No passado 29 de novembro, concluiu o primeiro mega processo que incluiu condenações a militares envolvidos nos denominados “voos da morte”, uma prática de extermínio de prisioneiros desaparecidos durante a ditadura nesse país (1976-1983), lançados ao mar com vida após serem sedados.


As pessoas detidas eram retiradas de suas celas na Escola de Mecânica da Armada (Esma) com a esperança de serem libertadas ou trasladadas a um centro de recuperação. Depois lhes injetavam uma substância sedante chamada pentotal, tiravam suas roupas e as subiam em aviões militares, donde, a milhares de metros de altura, eram lançadas vivas às águas do Rio de la Plata, que desemboca no Atlântico Sul.

Trata-se do maior julgamento da história da Argentina, o terceiro que se realizou por delitos cometidos na Esma, sendo o mais prolongado desses. Ao longo dos anos sucederam várias dilações, e achar as provas foi uma tarefa titânica, na qual intervieram pesquisadores/as, advogados/as e jornalistas.

Mais de 800 pessoas declararam na mega causa que teve 54 imputados por delitos cometidos contra 789 vítimas, e determinou a prisão perpétua de 29 implicados, incluídos alguns dos mais conhecidos ex-repressores, já condenados por outras causas. Houve 6 absolvições e o resto foram condenados a sentenças entre 8 e 25 anos.

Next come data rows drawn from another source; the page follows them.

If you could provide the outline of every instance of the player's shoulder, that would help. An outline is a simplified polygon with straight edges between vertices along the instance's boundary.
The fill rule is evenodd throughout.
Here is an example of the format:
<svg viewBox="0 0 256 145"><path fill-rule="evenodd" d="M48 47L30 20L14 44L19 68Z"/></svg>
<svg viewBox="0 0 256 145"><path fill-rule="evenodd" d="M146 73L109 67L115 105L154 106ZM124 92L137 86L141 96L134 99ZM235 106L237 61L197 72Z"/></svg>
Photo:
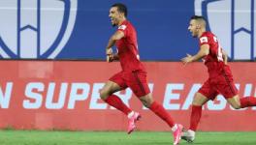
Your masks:
<svg viewBox="0 0 256 145"><path fill-rule="evenodd" d="M207 31L207 32L204 32L202 34L202 36L199 38L199 40L200 40L200 43L201 44L203 44L203 43L208 43L211 40L211 38L213 38L213 37L214 37L214 34L213 33L211 33L209 31Z"/></svg>
<svg viewBox="0 0 256 145"><path fill-rule="evenodd" d="M125 20L120 26L118 26L118 29L126 30L126 29L129 29L131 26L132 24L128 20Z"/></svg>

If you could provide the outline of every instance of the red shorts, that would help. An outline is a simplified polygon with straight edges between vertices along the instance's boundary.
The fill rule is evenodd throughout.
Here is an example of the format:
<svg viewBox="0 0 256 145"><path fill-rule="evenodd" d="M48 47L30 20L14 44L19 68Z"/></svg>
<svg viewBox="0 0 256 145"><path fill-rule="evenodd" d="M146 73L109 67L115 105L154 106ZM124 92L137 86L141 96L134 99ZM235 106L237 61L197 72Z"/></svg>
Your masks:
<svg viewBox="0 0 256 145"><path fill-rule="evenodd" d="M112 76L110 80L118 84L121 89L131 88L138 98L150 93L146 81L146 72L143 71L120 72Z"/></svg>
<svg viewBox="0 0 256 145"><path fill-rule="evenodd" d="M225 99L238 95L229 68L223 69L220 74L208 78L198 92L209 100L214 100L218 94L223 95Z"/></svg>

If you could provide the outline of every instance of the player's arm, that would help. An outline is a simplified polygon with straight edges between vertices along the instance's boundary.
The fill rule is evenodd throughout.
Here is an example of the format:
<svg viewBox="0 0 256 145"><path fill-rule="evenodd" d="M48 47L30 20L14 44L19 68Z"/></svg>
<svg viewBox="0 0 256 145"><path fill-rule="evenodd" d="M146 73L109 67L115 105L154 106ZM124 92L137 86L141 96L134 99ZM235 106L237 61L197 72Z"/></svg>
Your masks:
<svg viewBox="0 0 256 145"><path fill-rule="evenodd" d="M200 46L200 50L198 51L196 55L192 56L192 55L187 54L187 56L182 58L181 61L184 65L186 65L187 63L200 60L201 58L205 57L208 53L209 53L209 45L206 44Z"/></svg>
<svg viewBox="0 0 256 145"><path fill-rule="evenodd" d="M108 58L109 57L109 58ZM107 56L107 62L112 62L114 60L119 60L118 53L111 54Z"/></svg>
<svg viewBox="0 0 256 145"><path fill-rule="evenodd" d="M107 62L112 62L113 60L118 60L118 54L113 54L112 47L114 45L115 42L122 39L124 33L122 31L116 31L109 40L108 45L106 47Z"/></svg>
<svg viewBox="0 0 256 145"><path fill-rule="evenodd" d="M222 58L223 58L224 64L228 65L228 54L223 50L223 48L221 48L221 51L222 51Z"/></svg>

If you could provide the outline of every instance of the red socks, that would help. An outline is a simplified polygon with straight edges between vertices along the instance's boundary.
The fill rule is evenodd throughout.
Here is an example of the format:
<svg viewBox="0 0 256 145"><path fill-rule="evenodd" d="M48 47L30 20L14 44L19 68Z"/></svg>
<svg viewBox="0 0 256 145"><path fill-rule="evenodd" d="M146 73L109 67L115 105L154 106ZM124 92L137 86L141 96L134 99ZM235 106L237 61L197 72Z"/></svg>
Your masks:
<svg viewBox="0 0 256 145"><path fill-rule="evenodd" d="M192 112L190 116L190 128L194 131L197 130L197 127L202 115L202 106L201 105L192 105Z"/></svg>
<svg viewBox="0 0 256 145"><path fill-rule="evenodd" d="M240 99L240 107L256 106L255 97L244 97Z"/></svg>
<svg viewBox="0 0 256 145"><path fill-rule="evenodd" d="M156 102L150 105L149 109L164 120L171 128L175 126L173 118L168 114L165 108Z"/></svg>
<svg viewBox="0 0 256 145"><path fill-rule="evenodd" d="M132 111L116 95L111 95L107 98L107 100L105 100L105 102L116 109L122 111L125 115L128 115L128 113Z"/></svg>

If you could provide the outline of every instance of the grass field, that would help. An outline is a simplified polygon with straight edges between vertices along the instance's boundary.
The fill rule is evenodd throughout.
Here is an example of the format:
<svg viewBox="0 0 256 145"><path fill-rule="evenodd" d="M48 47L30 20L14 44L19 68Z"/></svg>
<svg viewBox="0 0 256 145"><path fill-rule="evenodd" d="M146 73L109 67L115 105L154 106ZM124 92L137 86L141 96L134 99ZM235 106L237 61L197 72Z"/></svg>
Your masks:
<svg viewBox="0 0 256 145"><path fill-rule="evenodd" d="M171 145L170 132L0 130L1 145ZM180 145L186 143L181 141ZM195 145L255 145L256 132L198 132Z"/></svg>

Os “voos da morte” não deixaram sobreviventes nem registros. No entanto, as sudestadas, ventos fortes que sopram do sudeste e fazem crescer as marés, trouxeram às praias os corpos de 4 mulheres, que foram enterradas como NN. Em 2005 foram exumados os restos e se soube que eram os corpos da freira francesa Leonie Duquet e de três fundadoras das Mães da Praça de Maio, que tinham sido sequestradas pelos militares em 1977. Depois se encontraram as planilhas de um dos aviões usados nos assassinatos, suficientes para vencer o pacto de silêncio com o qual se cobriram os repressores, e demostrar que sim houve tais voos.

Este mega processo não se encarregou só dos ‘voos da morte’. Também castigou outros de apropriação de menores, homicídios, torturas e mais sequestros, e inclusive o de uma jovem sueca que foi confundida com uma dirigente do grupo guerrilheiro Montoneros.

Com a exceção dos presuntos implicados, que ficarão em liberdade, o resto da sentença confirmou que a Argentina segue sendo um referente mundial nos julgamentos de lesa humanidade e suas duríssimas condenações. Apesar de que a justiça tem agido às vezes mais devagar do que se espera, as decisões políticas e as mudanças de governo tem seguido a linha desta espécie de justiça reparadora e implacável para responder com altura a uma das etapas mais escuras da história da América Latina.